In chapter IV of Thomas Deloney's "novel" Thomas of Reading, king Henry I of England is willing to grant the clothiers a few requests as a reward for their support during a military campaign in France. Hodgekins, a clothier from Halifax (Yorkshire), requests that the town of Halifax be allowed to hang thieves who steal "Clothes". While the king is saying he is willing to grant the request, Hodgekins interrupts him:
With that Hodgekins unmannerly interrupted the King, saying in broad Northerne speech, Yea gude faith, mai Liedge, the faule eule of mai saule, giff any thing will keepe them whiat, till the karles be hanged by the cragge. What the dule care they for boaring their eyne, sea lang as they mae gae groping up and down the Country like fause lizar lownes, begging and craking?

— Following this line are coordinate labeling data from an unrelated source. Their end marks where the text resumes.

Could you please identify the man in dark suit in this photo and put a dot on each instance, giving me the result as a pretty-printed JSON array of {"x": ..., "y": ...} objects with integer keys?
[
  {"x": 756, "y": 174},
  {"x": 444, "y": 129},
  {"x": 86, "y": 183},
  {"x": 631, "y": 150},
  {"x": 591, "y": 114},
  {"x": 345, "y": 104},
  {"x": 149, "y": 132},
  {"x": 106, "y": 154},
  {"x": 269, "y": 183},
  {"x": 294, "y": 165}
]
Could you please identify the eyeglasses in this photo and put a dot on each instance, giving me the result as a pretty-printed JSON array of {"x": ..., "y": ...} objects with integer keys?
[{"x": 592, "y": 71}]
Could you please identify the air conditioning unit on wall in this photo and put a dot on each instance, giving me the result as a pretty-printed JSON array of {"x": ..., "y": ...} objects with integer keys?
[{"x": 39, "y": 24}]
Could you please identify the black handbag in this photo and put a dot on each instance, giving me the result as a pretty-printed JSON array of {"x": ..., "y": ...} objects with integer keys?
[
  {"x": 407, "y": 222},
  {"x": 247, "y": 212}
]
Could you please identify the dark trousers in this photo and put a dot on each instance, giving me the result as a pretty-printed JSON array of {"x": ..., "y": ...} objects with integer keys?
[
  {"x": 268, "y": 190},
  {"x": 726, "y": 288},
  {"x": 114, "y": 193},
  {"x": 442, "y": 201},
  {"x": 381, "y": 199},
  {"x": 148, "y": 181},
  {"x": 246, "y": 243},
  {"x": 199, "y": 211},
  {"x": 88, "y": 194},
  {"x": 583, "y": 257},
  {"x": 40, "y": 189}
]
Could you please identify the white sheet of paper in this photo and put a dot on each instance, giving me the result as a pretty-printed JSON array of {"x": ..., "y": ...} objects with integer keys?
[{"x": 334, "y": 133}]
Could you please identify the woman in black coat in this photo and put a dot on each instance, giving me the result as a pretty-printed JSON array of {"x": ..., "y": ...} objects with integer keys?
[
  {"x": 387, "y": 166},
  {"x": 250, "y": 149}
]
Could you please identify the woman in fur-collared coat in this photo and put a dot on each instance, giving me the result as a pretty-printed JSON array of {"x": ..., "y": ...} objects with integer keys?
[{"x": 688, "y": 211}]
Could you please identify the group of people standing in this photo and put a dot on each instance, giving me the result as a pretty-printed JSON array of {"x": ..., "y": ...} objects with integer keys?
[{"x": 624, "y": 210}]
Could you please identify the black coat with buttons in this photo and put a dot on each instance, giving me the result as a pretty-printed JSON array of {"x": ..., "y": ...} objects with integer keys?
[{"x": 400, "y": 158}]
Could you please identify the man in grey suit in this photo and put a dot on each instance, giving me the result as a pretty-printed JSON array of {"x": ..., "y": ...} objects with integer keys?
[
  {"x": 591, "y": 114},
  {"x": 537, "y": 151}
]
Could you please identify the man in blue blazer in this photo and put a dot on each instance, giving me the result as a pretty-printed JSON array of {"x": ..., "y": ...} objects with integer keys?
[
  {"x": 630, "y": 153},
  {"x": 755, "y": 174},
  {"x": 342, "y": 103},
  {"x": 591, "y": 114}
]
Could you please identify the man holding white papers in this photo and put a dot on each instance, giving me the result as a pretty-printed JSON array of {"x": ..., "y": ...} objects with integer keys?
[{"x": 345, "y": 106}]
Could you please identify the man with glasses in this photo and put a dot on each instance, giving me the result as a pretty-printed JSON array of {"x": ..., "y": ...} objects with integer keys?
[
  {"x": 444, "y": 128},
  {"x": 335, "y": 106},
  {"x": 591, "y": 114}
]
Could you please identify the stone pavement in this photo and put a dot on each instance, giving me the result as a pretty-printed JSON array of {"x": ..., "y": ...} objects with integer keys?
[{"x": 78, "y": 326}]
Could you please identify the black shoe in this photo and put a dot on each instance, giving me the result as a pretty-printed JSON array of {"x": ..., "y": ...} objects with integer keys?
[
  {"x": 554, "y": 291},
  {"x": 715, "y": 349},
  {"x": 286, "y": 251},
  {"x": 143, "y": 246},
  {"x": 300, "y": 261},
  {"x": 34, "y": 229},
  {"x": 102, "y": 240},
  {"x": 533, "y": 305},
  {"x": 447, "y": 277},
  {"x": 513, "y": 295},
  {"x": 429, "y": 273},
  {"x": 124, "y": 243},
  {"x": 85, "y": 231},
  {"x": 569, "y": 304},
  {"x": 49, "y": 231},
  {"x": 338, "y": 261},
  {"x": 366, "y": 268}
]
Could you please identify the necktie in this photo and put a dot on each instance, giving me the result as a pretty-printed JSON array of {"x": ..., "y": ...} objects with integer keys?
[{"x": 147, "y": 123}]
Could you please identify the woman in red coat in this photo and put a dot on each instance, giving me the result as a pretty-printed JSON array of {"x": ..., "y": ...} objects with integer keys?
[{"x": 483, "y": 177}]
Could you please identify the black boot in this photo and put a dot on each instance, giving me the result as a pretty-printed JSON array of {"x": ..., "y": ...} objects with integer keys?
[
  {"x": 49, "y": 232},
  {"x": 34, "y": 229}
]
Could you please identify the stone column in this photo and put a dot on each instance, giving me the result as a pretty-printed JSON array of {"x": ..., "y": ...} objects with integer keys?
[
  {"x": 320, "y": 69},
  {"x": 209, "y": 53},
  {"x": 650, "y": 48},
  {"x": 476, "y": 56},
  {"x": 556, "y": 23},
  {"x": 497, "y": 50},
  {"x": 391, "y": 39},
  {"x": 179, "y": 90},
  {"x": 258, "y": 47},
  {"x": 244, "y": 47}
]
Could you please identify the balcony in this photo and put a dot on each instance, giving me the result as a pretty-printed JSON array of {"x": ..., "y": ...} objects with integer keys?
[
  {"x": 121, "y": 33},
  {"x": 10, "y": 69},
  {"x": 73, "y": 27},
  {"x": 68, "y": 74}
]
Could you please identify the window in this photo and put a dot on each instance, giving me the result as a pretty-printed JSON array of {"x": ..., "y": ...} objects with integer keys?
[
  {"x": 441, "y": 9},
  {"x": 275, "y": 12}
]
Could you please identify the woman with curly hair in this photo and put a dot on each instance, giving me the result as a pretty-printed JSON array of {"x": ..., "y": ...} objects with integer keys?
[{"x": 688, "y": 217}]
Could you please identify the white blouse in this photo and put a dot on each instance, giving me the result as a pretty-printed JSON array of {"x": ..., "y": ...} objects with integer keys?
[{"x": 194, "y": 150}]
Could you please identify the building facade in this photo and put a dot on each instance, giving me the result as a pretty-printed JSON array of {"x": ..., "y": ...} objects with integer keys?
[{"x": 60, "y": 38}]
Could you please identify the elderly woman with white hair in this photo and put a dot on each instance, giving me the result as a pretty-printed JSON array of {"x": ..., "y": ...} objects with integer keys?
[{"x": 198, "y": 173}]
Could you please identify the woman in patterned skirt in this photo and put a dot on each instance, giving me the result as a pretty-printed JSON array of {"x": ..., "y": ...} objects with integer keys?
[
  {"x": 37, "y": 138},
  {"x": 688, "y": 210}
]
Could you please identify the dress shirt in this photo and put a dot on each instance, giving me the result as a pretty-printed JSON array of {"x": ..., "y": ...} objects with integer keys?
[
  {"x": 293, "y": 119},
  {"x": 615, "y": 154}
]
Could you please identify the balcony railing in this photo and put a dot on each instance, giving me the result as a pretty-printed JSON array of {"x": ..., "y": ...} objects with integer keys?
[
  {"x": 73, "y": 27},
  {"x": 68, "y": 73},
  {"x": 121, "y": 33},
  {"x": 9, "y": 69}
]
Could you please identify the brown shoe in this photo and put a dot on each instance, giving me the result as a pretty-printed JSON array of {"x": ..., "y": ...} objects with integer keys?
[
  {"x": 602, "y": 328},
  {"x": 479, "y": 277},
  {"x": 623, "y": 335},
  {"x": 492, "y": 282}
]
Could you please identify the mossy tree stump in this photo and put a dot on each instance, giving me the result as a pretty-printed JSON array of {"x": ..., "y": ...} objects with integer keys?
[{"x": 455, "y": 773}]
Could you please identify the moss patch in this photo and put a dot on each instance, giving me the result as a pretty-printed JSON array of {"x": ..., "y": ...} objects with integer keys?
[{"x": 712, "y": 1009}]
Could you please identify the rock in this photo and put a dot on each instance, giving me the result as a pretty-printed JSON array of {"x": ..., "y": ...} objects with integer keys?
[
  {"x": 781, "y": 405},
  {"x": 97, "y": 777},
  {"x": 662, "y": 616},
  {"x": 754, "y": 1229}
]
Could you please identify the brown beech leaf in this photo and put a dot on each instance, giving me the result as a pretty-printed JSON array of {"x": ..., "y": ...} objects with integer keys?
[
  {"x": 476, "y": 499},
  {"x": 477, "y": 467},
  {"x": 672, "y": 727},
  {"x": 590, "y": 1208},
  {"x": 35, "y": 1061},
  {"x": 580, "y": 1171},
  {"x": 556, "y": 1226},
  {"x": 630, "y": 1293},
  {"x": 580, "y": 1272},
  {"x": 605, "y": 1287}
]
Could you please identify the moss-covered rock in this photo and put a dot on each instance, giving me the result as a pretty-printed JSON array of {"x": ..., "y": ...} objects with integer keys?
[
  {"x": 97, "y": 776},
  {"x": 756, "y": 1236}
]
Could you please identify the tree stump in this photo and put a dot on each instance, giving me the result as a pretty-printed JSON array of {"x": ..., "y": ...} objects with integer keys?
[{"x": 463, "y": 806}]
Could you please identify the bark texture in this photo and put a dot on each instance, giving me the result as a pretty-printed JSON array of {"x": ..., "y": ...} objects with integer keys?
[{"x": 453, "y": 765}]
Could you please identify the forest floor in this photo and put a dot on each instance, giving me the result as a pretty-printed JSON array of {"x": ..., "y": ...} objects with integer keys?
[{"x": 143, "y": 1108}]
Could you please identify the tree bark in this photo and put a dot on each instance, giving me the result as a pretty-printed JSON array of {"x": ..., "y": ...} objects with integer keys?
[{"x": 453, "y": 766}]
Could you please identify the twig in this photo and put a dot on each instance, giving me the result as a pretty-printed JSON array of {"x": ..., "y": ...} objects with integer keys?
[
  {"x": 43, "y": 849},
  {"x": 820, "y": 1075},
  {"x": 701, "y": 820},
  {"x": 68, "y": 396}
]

Most of this understandable, but not all of it (in bold):
(...) Yes, good faith, my liege, the foul eule of my soul, give anything [that] will keep them whiatt, till the karls/guys are hanged by the cragge (neck?). What the dule (or devil?) care they for boaring their eyes, so/as long as they may go groping up and down the country like false lizar lownes (i.e. loons), begging and craking (crying out loudly?).
"Boaring their eyne" posssibly means blinding them (the English verb bore is a cognate of German bohren), though I am not aware of this being a punishment for theft in medieval England. Who can fill in the gaps and confirm that my other guesses are correct?